Closed vmoens closed 2 years ago
I have a similar problem. Sometimes it renders images correctly, but sometimes it renders only the background image (see the video). This issue is non-deterministic, and the video might be rendered correctly or incorrectly for the same seed.
OS: Ubuntu 20.04, MuJoCo version: 2.2.0 I use MUJOCO_GL=egl as well.
Can you please try running with DISABLE_RENDER_THREAD_OFFLOADING=1
(environment variable)?
I still get the same behaviour with DISABLE_RENDER_THREAD_OFFLOADING=1
:/
@saran-t DISABLE_RENDER_THREAD_OFFLOADING=1
doesn't resolve the problem for me either.
Can I please have a minimal repro code that I can run on my side?

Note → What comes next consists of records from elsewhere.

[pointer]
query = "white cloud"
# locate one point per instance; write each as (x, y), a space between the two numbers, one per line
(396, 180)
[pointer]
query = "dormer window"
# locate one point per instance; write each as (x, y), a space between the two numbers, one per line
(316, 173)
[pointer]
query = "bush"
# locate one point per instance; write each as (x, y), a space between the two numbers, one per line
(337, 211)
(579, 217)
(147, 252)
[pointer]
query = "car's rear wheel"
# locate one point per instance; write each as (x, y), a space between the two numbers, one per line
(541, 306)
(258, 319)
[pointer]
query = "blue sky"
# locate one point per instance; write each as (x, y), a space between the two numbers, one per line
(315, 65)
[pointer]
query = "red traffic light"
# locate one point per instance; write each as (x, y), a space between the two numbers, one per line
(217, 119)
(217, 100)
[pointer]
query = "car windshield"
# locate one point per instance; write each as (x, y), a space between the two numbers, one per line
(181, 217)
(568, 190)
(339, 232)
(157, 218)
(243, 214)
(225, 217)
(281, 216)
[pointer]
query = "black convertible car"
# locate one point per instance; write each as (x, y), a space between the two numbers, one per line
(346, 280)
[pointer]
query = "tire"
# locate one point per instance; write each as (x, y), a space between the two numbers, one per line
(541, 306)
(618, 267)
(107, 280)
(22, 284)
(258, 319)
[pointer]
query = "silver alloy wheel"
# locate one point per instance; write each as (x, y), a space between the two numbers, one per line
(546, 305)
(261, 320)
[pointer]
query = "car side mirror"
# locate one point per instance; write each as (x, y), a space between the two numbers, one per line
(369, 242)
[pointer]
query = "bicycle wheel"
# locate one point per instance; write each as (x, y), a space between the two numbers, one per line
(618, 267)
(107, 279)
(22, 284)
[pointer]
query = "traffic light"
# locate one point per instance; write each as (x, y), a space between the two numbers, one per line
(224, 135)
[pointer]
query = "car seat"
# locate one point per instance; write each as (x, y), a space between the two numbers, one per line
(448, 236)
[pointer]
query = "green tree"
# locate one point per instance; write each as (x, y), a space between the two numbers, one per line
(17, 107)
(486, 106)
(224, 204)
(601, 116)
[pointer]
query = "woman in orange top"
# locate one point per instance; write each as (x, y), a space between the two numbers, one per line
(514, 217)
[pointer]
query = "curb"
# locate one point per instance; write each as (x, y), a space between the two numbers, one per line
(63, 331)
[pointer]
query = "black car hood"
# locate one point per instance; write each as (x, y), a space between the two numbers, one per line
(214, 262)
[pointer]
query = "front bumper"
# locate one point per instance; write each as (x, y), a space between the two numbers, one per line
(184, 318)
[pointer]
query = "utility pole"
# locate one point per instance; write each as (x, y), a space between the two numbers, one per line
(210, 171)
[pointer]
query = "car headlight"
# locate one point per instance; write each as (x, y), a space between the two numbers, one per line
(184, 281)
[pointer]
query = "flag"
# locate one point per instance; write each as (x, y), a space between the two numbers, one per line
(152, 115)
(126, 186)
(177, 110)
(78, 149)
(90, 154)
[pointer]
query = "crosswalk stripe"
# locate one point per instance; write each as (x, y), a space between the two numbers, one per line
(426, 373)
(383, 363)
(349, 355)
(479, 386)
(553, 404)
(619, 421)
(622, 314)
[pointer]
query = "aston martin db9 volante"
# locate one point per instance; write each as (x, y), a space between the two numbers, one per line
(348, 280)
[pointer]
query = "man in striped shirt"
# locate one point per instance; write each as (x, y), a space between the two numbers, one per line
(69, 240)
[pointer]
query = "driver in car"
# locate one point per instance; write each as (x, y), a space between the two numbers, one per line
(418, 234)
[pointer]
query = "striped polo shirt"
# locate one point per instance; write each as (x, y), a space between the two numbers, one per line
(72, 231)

@vmoens @ikostrikov Gentle nudge on the request for minimal repro above. We'd like to try to get to the bottom of this.
Hi @saran-t I've been trying hard to reproduce this but it seems to only happen after the code reaches a certain level of complexity (e.g. gpus are used for training and rendering, etc.) Would it be ok if I point you to a specific commit on torchrl, give you the precise conda env setting, the machine config etc for you to reproduce? It's going to be a bit messy but at least it's something!
If it's consistently reproducible, a messy repro case will be better than not having one at all, so please do give us that anyway.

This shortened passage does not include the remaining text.